The homeland does not need political surnames because it belongs to everyone, those who believe in socialism and those who do not believe in it; those who defend it as an option and those who want to change it for another model. This was our homeland long before socialism was proclaimed in Cuba.

When you add the qualification of socialist to the country it is inferred that not being in agreement with that system and exercising the right to substitute another system can be considered an act of treason to “the socialist homeland” and, consequently, a Cuban patriot may be subject to “the most severe sanctions” just for trying to modify the system.

This proposal also involves withdrawing what is referred to as “the irreversibility of socialism” and for that I appeal to the following four arguments:

The first argument:

Establishing the irreversibility of the system is in contradiction with Article 16 of the chapter on International Relations, which states that the right to self-determination of peoples is expressed “in the freedom to choose their political, economic, social and cultural system,” which implies the possibility of changing at any time, by popular will, the system that is in force.

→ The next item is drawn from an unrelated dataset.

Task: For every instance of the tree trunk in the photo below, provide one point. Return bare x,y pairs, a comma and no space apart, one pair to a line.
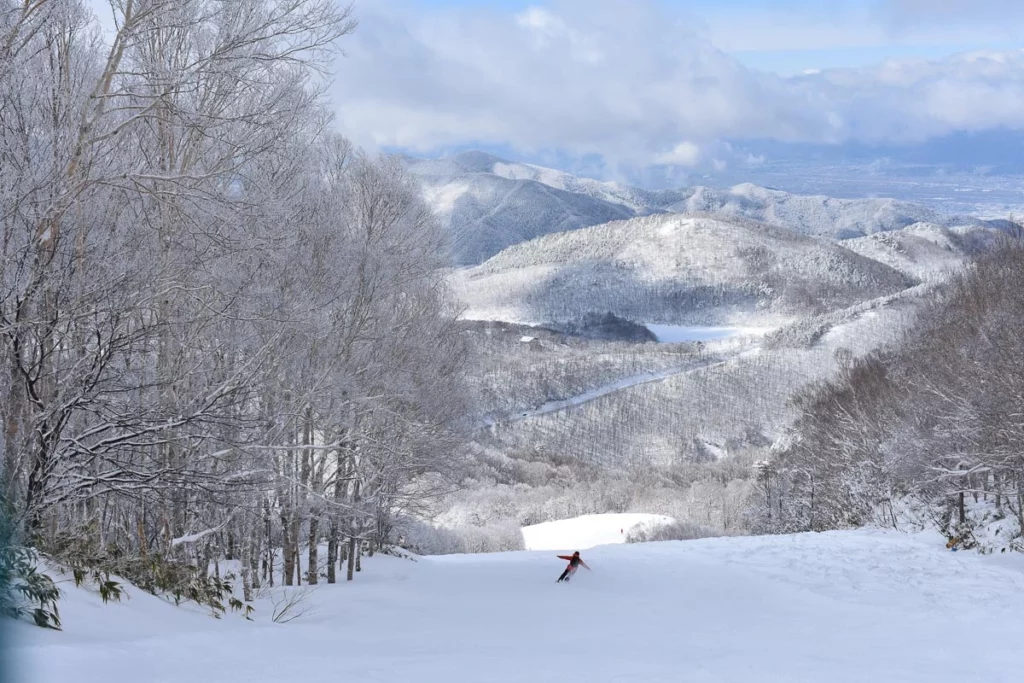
311,577
288,556
332,552
351,557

We can not recognize for the rest of the peoples of the world a right that we are denying ourselves.

The second argument:

The current generation of Cubans has no right to prevent future generations from living under another type of system, which will surely be infinitely better than what we can imagine today.

The third argument:

Even in the glossary that accompanies the printed brochure of the project, it is not clear what this socialism is that is irreversible.

Since this amendment was introduced in the constitutional reform of 2002 to impose the system’s irrevocability to date, there have been notable conceptual changes, among them, the disappearance of the term communism and no mention of the socialist conquest of eliminating the exploitation of man by man. These changes have been introduced not only in this constitutional project, but also in the conceptualization of the model approved in the Seventh Congress of the Cuban Communist Party (PCC).

In the system under which we Cubans are living in the second decade of the 21st century, the rule of giving back to the worker with the formula “to each according to his work” is not fulfilled because what everyone receives today as a salary is barely enough to sustain the energies used in the productive process.

The fundamental law of socialism which is “to satisfy the ever-increasing needs of the population” is still far from being fulfilled. Instead, we see the insistence with greater force that state companies must “make a profit” which is the supreme law of capitalism.

Of socialism as a system, which now is intended to be declared irrevocable, all that remains is the social property of the fundamental goods of production and the planning of the economy and even then these bases are undermined by accepting the role of the market and private property.

The fourth argument, which can be better defended by communist militants, is based on the following:

Not satisfied with having eliminated the term communism in this reform of the Constitution, the drafters of the project go so far as to prohibit it constitutionally, by declaring socialism as irrevocable.

In any basic course of Marxism-Leninism one learns that socialism is a transition to communism and that in fact, when the State is eliminated, in that superior stage that is communism, the dictatorship of the proletariat, the undisputed essence of socialism, is revoked. To declare the irrevocability of socialism forever constitutes an explicit renunciation of the final goal, although in public declarations outside the constitutional text, the opposite is said.

By the way, from Article 224 dedicated to the reform of the Constitution the reference to the fact that “in no case are the pronouncements on the irrevocability of socialism and the political and social system established in Article 3,” should be eliminated.